Current Biology. Roč. 31, č. 7 (2021), s. 1570-1577. ISSN 0960-9822. E-ISSN 1879-0445
R&D Projects: GA ČR(CZ) GJ16-16406Y
Institutional support: RVO:67985939
Keywords : Geosiphon * genome * Glomeromycotina
OECD category: Biochemistry and molecular biology
Impact factor: 10.900, year: 2021
Method of publishing: Open access with time embargo
Arbuscular mycorrhizal fungi (AMF) (subphylum Glomeromycotina)(1) are among the most prominent symbionts and form the Arbuscular Mycorrhizal symbiosis (AMS) with over 70% of known land plants.(2,3) AMS allows plants to efficiently acquire poorly soluble soil nutrients(4) and AMF to receive photosynthetically fixed carbohydrates. This plant-fungus symbiosis dates back more than 400 million years(5) and is thought to be one of the key innovations that allowed the colonization of lands by plants.(6) Genomic and genetic analyses of diverse plant species started to reveal the molecular mechanisms that allowed the evolution of this symbiosis on the host side, but how and when AMS abilities emerged in AMF remain elusive.
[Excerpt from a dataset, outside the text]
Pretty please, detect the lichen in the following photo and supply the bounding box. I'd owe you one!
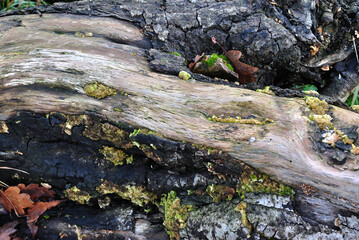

Comparative phylogenomics could be used to understand the evolution of AMS.(7,8) However, the availability of genome data covering basal AMF phylogenetic nodes (Archaeosporales, Paraglomerales) is presently based on fragmentary protein coding datasets.9 Geosiphon pyriformis (Archaeosporales) is the only fungus known to produce endosymbiosis with nitrogen-fixing cyanobacteria (Nostoc punctiforme) presumably representing the ancestral AMF state.(10-12) Unlike other AMF, it forms long fungal cells (bladders) that enclose cyanobacteria. Once in the bladder, the cyanobacteria are photosynthetically active and fix nitrogen, receiving inorganic nutrients and water from the fungus. Arguably, G. pyriformis represents an ideal candidate to investigate the origin of AMS and the emergence of a unique endosymbiosis. Here, we aimed to advance knowledge in these questions by sequencing the genome of G. pyriformis, using a re-discovered isolate.